San Benedetto del Tronto > San Benedetto del Tronto 155.9km
The final stage is normally one for the sprinters, but the organisers have made the opening half harder this year, which will give some hope for the breakaway riders. The problem is the 80km of flat to finish the day, you’ll need some big engines in the break to hold off a charging peloton.
A sunny end to the week and not too much wind.
It’s a tricky start, one with plenty of chances for a strong break to form, but will this happen with so many teams wanting a sprint?
Same as last year with things getting complicated inside the final 2km. There’s a narrowing in the road for the roundabout which comes just before the flamme rouge, which is quickly followed by a double turn, before a finishing straight of 800m. Last year’s finish was chaos, I expect something similar this year.
Who wants to test themselves in the morning break? With so many teams wanting a sprint, a lot of attackers will be put off from even trying, but the start is good for those who are brave enough to go for it. What catches my eye is the final climb of 8.5km at 4.4%, there Is a chance a team lifts the pace to try and drop some of the fast men.
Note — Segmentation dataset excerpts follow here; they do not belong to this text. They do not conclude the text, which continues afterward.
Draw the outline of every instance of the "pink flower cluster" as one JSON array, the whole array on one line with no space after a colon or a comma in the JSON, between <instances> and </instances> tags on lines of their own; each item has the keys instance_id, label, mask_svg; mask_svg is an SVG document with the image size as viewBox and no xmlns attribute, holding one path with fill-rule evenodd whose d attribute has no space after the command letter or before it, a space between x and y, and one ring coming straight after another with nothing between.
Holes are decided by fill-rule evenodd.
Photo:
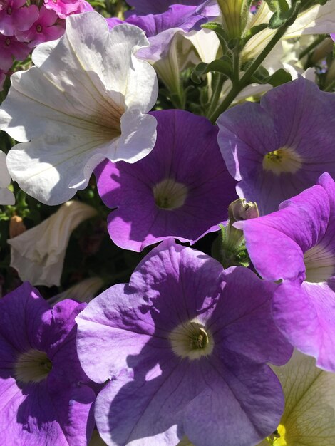
<instances>
[{"instance_id":1,"label":"pink flower cluster","mask_svg":"<svg viewBox=\"0 0 335 446\"><path fill-rule=\"evenodd\" d=\"M0 88L13 59L24 61L36 45L59 38L67 16L91 9L85 0L44 0L40 8L26 0L0 0Z\"/></svg>"}]
</instances>

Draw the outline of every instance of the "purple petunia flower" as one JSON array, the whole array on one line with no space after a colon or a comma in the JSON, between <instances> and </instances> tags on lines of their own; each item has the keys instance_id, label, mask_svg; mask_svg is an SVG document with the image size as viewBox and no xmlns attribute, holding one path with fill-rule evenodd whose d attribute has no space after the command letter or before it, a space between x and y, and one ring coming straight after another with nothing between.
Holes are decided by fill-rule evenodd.
<instances>
[{"instance_id":1,"label":"purple petunia flower","mask_svg":"<svg viewBox=\"0 0 335 446\"><path fill-rule=\"evenodd\" d=\"M107 19L110 28L123 23L117 18ZM187 33L200 29L208 18L197 12L195 6L173 4L167 11L158 14L137 16L132 14L125 23L138 26L145 32L150 46L139 50L136 56L141 58L156 62L165 57L171 41L177 33Z\"/></svg>"},{"instance_id":2,"label":"purple petunia flower","mask_svg":"<svg viewBox=\"0 0 335 446\"><path fill-rule=\"evenodd\" d=\"M110 445L250 446L277 427L284 401L266 363L292 348L270 312L276 285L166 240L76 318L78 356L97 383Z\"/></svg>"},{"instance_id":3,"label":"purple petunia flower","mask_svg":"<svg viewBox=\"0 0 335 446\"><path fill-rule=\"evenodd\" d=\"M135 14L143 16L146 14L160 14L165 12L173 4L182 4L192 6L201 6L204 0L126 0L130 6L134 6L134 11L128 14ZM216 15L219 15L219 12Z\"/></svg>"},{"instance_id":4,"label":"purple petunia flower","mask_svg":"<svg viewBox=\"0 0 335 446\"><path fill-rule=\"evenodd\" d=\"M260 213L335 175L335 95L300 77L246 103L217 120L218 142L237 193Z\"/></svg>"},{"instance_id":5,"label":"purple petunia flower","mask_svg":"<svg viewBox=\"0 0 335 446\"><path fill-rule=\"evenodd\" d=\"M96 395L74 321L85 306L65 300L51 309L28 282L0 300L1 445L87 444Z\"/></svg>"},{"instance_id":6,"label":"purple petunia flower","mask_svg":"<svg viewBox=\"0 0 335 446\"><path fill-rule=\"evenodd\" d=\"M83 0L44 0L44 6L47 9L55 11L61 19L66 19L68 16L78 11L83 1Z\"/></svg>"},{"instance_id":7,"label":"purple petunia flower","mask_svg":"<svg viewBox=\"0 0 335 446\"><path fill-rule=\"evenodd\" d=\"M119 247L141 251L175 237L195 242L217 231L235 199L217 142L217 128L182 110L152 113L158 121L153 151L135 164L108 160L95 173L108 207L108 231Z\"/></svg>"},{"instance_id":8,"label":"purple petunia flower","mask_svg":"<svg viewBox=\"0 0 335 446\"><path fill-rule=\"evenodd\" d=\"M284 202L279 210L234 224L265 279L282 283L273 313L295 347L335 371L335 183L327 173L316 185Z\"/></svg>"}]
</instances>

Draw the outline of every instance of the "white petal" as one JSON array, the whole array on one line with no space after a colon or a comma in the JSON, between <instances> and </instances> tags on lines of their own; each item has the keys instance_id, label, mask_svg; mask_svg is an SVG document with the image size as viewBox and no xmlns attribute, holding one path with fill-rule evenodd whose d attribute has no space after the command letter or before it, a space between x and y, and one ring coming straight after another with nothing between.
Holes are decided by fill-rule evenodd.
<instances>
[{"instance_id":1,"label":"white petal","mask_svg":"<svg viewBox=\"0 0 335 446\"><path fill-rule=\"evenodd\" d=\"M95 209L84 203L65 203L40 224L8 240L11 266L21 280L33 285L58 286L72 231L96 214Z\"/></svg>"},{"instance_id":2,"label":"white petal","mask_svg":"<svg viewBox=\"0 0 335 446\"><path fill-rule=\"evenodd\" d=\"M60 204L87 185L104 158L134 162L149 153L155 120L145 113L157 98L157 77L134 56L148 44L139 28L109 31L93 11L68 17L63 37L35 49L36 66L12 76L0 108L0 128L26 143L7 158L21 189Z\"/></svg>"},{"instance_id":3,"label":"white petal","mask_svg":"<svg viewBox=\"0 0 335 446\"><path fill-rule=\"evenodd\" d=\"M0 150L0 187L7 187L11 183L11 176L6 165L6 153Z\"/></svg>"},{"instance_id":4,"label":"white petal","mask_svg":"<svg viewBox=\"0 0 335 446\"><path fill-rule=\"evenodd\" d=\"M13 206L15 204L15 196L9 189L0 187L0 204Z\"/></svg>"}]
</instances>

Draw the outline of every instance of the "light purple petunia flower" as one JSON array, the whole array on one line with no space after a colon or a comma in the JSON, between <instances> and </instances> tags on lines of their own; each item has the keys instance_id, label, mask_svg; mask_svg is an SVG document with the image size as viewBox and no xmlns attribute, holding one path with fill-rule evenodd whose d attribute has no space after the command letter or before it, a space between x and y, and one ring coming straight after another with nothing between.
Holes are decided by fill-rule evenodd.
<instances>
[{"instance_id":1,"label":"light purple petunia flower","mask_svg":"<svg viewBox=\"0 0 335 446\"><path fill-rule=\"evenodd\" d=\"M133 11L128 11L128 14L135 14L140 16L160 14L174 4L198 6L207 3L204 0L126 0L126 1L130 6L135 8ZM219 15L217 6L217 12L216 15Z\"/></svg>"},{"instance_id":2,"label":"light purple petunia flower","mask_svg":"<svg viewBox=\"0 0 335 446\"><path fill-rule=\"evenodd\" d=\"M199 30L208 19L202 14L197 13L195 6L173 4L161 14L130 15L125 22L118 18L106 20L110 28L120 23L128 23L144 31L150 46L140 49L136 56L156 62L166 56L171 41L177 33Z\"/></svg>"},{"instance_id":3,"label":"light purple petunia flower","mask_svg":"<svg viewBox=\"0 0 335 446\"><path fill-rule=\"evenodd\" d=\"M269 215L234 224L243 229L250 258L267 280L282 279L273 314L297 348L335 371L335 183L316 185Z\"/></svg>"},{"instance_id":4,"label":"light purple petunia flower","mask_svg":"<svg viewBox=\"0 0 335 446\"><path fill-rule=\"evenodd\" d=\"M107 444L250 446L272 433L284 401L267 363L292 353L271 316L276 286L170 239L90 302L78 351L90 378L111 380L95 409Z\"/></svg>"},{"instance_id":5,"label":"light purple petunia flower","mask_svg":"<svg viewBox=\"0 0 335 446\"><path fill-rule=\"evenodd\" d=\"M28 282L0 300L1 445L87 445L96 395L74 321L85 306L65 300L51 309Z\"/></svg>"},{"instance_id":6,"label":"light purple petunia flower","mask_svg":"<svg viewBox=\"0 0 335 446\"><path fill-rule=\"evenodd\" d=\"M108 160L95 170L108 207L108 231L119 247L141 251L175 237L195 242L217 231L236 198L235 180L217 142L217 128L182 110L153 112L157 141L134 165Z\"/></svg>"},{"instance_id":7,"label":"light purple petunia flower","mask_svg":"<svg viewBox=\"0 0 335 446\"><path fill-rule=\"evenodd\" d=\"M217 120L218 142L237 193L262 214L335 175L335 95L300 77L236 105Z\"/></svg>"}]
</instances>

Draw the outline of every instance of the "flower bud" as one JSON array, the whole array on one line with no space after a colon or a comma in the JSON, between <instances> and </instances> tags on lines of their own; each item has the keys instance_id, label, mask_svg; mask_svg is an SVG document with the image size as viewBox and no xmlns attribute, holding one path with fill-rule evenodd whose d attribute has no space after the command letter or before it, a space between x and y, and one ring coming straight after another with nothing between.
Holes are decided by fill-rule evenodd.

The organisers have done a good job with this stage. The break has a chance, the climbing sprinters have a chance, and the sprinters have a chance. The size and composition of the break will determine if it’s got a chance or not, it will need to be relatively big with so many sprint teams at the race. The fact this stage can go one of three ways makes it a good one to watch.
Jasper Philipsen – it’s a perfect stage for Philipsen. He’s sprinting well, and he climbs better than most sprinters, so the opening shouldn’t worry him. With van der Poel in the train, he’s bound to start the sprint from a good position, which makes him hard to beat.
Fabio Jakobsen – has one win to his name, but he’ll want another. He could be vulnerable if someone lifts the pace on the final climb, he’ll be hoping it doesn’t happen and it’s an easy day in the saddle. His sprint train is excellent, if it’s a big sprint, he’ll be confident of winning.
Dylan Groenewegen – doesn’t have a win yet this week, that’s something he’ll be determined to put right in this stage. The sprint train hasn’t fired properly yet, Jayco will be hoping to nail it in this stage. Just like Jakobsen, he’s vulnerable if someone decides to race the final climb.
Biniam Girmay – I hope Intermarché hit the climb hard, it will significantly increase Girmay’s chances of taking a win. The problem will be Philipsen, but if Teunissen can deliver a perfect lead out, Girmay does have a chance of beating him, especially after a tough week of racing.
Edward Theuns – the double corner at the finish reminds me of the old Ardooie finish in the Eneco Tour, it screams late attack. If a brave rider can attack through this point, it’s possible to get a gap and disappoint those who want a sprint. Eddie is the type of rider who can pull this off.
Wout Van Aert – he got a good ride in the legs today; I don’t see why he won’t give it a go in this stage. His team won’t want a big sprint, they are one who’ll have an interest in making the first half of the stage as hard as possible. Since joining the team in 2019, he’s won a stage in every stage race he’s done, and he’s not won yet this week…
Quinn Simmons – breakaway hopeful number 1.
Mads Würtz Schmidt – breakaway hopeful number 2.
Alessandro Covi – breakaway hopeful number 3.
With the race for the blue jersey now over, and with three stage wins in the bag, it’s time for Jumbo-Visma to show off.
They’ll make it a hard race and Wout Van Aert will take the win.